Point of view is something all beginning writers struggle with. It is simply a matter of letting the reader know who they are in the story. Imagine you are playing a role in a film. This is who you are, this is what you see, and this is how you feel about it, and what you understand is going on in the scene. How you choose to convey all this to your reader, to make him part of the story, is the point of view. You have to decide how you’re going to do this. There are a lot of choices and it can get pretty confusing. In the last two blogs I’ve only told you how I’ve dealt with this, with some success, with two of them, Interior Monologue and Omniscient. I’m also a beginning author, not an expert and only sharing my experience.
Most of us write in third person POV. You pick out your main character and see the action through their eyes. You let the reader know in the first line or two of the chapter who that person is and can establish how they feel about themselves and the world around them. This is where “show, don’t tell” comes in. You don’t say: “she saw him and was frightened.” You say: “The menace reflected in his eyes and the way his fists clenched made her heart pound.”

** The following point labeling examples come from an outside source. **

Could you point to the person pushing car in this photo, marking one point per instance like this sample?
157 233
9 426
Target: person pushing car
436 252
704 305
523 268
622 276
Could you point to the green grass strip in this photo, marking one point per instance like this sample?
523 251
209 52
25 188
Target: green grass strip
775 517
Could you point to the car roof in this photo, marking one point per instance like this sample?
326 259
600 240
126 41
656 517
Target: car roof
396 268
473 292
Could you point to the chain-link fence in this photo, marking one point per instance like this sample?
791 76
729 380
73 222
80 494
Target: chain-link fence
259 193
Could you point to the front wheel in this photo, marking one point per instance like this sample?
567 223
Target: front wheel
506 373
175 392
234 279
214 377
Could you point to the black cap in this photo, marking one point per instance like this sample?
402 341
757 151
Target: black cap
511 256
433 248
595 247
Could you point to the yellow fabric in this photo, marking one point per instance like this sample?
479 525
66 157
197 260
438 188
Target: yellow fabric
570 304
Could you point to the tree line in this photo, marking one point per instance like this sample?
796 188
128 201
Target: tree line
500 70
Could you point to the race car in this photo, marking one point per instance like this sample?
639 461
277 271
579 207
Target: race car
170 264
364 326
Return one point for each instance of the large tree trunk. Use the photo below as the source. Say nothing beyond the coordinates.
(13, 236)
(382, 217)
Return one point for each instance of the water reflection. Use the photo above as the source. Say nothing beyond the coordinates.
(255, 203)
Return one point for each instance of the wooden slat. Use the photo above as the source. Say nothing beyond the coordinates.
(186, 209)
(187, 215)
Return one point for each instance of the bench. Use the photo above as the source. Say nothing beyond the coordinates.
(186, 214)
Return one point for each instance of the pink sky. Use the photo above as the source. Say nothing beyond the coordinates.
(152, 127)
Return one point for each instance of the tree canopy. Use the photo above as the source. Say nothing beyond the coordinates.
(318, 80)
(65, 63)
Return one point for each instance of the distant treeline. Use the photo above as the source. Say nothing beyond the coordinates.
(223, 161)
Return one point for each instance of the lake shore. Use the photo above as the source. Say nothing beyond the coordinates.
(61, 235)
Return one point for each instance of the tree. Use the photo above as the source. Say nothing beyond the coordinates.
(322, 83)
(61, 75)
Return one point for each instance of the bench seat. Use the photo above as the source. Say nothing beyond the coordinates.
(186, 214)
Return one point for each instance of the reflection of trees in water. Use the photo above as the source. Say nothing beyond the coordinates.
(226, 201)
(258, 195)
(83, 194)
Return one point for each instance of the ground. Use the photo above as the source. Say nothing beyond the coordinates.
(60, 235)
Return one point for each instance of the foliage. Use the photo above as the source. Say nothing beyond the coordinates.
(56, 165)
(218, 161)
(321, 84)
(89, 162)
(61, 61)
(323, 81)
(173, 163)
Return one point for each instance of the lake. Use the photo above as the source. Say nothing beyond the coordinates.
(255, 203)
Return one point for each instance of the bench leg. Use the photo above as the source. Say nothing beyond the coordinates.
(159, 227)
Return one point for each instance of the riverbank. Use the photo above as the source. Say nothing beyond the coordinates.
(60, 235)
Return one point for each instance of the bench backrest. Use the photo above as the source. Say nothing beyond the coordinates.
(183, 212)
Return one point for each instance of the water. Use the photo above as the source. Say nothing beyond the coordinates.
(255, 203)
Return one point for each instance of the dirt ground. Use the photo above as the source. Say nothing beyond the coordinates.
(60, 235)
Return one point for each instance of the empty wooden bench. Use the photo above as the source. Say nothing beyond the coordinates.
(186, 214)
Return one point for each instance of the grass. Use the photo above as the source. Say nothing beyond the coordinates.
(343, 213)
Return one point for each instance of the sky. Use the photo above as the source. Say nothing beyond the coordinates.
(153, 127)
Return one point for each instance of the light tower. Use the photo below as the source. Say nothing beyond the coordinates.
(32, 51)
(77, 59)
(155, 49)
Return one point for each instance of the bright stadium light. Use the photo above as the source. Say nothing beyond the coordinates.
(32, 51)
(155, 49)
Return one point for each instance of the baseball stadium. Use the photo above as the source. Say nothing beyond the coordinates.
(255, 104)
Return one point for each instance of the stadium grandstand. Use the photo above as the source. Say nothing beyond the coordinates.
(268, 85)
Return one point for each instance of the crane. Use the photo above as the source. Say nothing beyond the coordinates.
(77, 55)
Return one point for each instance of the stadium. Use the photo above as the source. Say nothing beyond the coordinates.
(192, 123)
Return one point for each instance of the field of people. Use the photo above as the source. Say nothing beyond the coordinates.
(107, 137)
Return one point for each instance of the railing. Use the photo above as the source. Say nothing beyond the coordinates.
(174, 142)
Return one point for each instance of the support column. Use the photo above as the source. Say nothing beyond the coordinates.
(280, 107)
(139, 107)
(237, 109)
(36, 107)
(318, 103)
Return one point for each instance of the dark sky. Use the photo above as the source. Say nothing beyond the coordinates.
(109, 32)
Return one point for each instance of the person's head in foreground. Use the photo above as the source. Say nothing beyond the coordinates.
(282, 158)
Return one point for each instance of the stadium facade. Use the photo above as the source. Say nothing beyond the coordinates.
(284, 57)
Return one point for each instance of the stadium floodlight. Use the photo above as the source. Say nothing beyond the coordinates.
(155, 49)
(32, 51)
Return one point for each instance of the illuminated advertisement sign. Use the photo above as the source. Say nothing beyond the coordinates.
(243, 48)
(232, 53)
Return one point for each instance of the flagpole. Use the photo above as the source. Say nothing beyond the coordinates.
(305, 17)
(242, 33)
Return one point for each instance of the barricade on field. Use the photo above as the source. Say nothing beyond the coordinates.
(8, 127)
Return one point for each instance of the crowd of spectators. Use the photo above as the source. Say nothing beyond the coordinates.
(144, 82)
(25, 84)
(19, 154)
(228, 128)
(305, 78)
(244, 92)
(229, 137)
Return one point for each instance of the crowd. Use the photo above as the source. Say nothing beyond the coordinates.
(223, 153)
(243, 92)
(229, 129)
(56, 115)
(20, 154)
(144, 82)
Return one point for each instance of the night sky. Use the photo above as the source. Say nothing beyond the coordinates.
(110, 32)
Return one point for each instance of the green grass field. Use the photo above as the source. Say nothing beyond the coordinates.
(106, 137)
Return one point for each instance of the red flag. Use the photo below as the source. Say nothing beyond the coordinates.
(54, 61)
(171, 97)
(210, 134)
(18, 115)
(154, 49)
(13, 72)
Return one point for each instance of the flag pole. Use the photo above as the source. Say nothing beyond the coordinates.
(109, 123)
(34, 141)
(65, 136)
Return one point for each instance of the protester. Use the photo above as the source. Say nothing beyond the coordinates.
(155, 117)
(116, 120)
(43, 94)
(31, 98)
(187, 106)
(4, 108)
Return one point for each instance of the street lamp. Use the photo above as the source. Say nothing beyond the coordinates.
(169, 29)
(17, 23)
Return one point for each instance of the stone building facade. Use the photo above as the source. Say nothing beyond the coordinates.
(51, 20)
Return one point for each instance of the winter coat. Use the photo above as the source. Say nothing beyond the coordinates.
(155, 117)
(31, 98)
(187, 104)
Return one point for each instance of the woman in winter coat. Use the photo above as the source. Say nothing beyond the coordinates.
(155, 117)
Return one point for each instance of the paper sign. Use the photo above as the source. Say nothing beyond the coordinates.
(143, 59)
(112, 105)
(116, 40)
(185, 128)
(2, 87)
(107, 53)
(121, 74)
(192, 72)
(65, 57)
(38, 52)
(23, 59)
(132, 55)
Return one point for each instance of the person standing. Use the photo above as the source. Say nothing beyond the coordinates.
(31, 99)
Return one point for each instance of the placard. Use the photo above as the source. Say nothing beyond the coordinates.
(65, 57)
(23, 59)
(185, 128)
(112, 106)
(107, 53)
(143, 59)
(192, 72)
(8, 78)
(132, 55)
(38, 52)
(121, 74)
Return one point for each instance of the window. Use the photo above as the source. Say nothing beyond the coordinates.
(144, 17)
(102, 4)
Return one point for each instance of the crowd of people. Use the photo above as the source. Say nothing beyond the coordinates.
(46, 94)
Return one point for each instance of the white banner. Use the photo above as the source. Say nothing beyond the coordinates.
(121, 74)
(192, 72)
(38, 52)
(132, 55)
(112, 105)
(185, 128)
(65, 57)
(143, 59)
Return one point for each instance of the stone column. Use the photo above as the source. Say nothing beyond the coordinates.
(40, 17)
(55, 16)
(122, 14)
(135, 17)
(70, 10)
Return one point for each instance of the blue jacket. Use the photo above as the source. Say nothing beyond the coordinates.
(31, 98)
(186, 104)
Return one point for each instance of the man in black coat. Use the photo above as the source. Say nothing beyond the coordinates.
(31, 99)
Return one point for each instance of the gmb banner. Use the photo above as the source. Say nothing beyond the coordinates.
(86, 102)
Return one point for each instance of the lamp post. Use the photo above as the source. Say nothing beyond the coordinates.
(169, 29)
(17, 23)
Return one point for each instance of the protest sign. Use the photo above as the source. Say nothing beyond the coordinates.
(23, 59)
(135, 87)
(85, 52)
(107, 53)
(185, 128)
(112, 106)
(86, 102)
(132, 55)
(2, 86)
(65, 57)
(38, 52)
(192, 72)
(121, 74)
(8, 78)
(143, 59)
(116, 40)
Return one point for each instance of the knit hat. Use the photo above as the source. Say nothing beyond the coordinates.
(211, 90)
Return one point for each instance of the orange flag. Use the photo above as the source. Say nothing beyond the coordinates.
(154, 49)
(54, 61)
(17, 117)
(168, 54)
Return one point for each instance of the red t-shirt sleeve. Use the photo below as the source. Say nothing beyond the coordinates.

The good news is that there is an expert who has written a series of books that not only explain POV, but the entire craft of writing. Her name is Dr. Angela Hunt. There are seven short, easy to read books in the series titled,Writing Lessons From The Front. The first book is about plot, the second about creating characters, the third about point of view, the fourth is titledTracking Down the Weasel Words.
Weasel words? All beginning writers do it. We use too many words to describe a scene or make a point. A very wise mentor of mine, Dusty Richards, who is a member of my writing group and has published at least a hundred and forty western novels, puts it this way, “You have to have something happening on every page.” Dr. Hunt tells you how to find all those extra words and get rid of them to keep the action flowing.
The fifth book is Evoking Emotion, or how to keep your readers hooked on reading. She tells you how. The sixth book is Planning and Process, or all that stuff you must do before you get around to writing, and the seventh book is Tension on the Line. You have six seconds to hook your reader on the first page and you have to keep that tension going throughout the book. This might be the most important book in the series, but you need them all if you’re going to be a writer.
The entire series is very affordable as e-books, but if you can choose only one, make it Point of View. Dr. Hunt’s easy, conversational style not only takes the mystery out of the subject, but gives you the freedom to experiment using more than one point of view in a scene or a chapter.
In my western romance, Maddie’s Choice, I used two POVs. Maddie is from New York, a writer, and she has a smart mouth and a sense of humor. Gideon, the male protagonist, is a bitter, disillusioned war veteran, suffering from PTSD. His voice and approach to Maddie’s shenanigans keeps the pace and the humor flowing.
Learn the rules, understand the reasons for them, then go your own way. Rules were made to be broken, as Dr. Hunt says.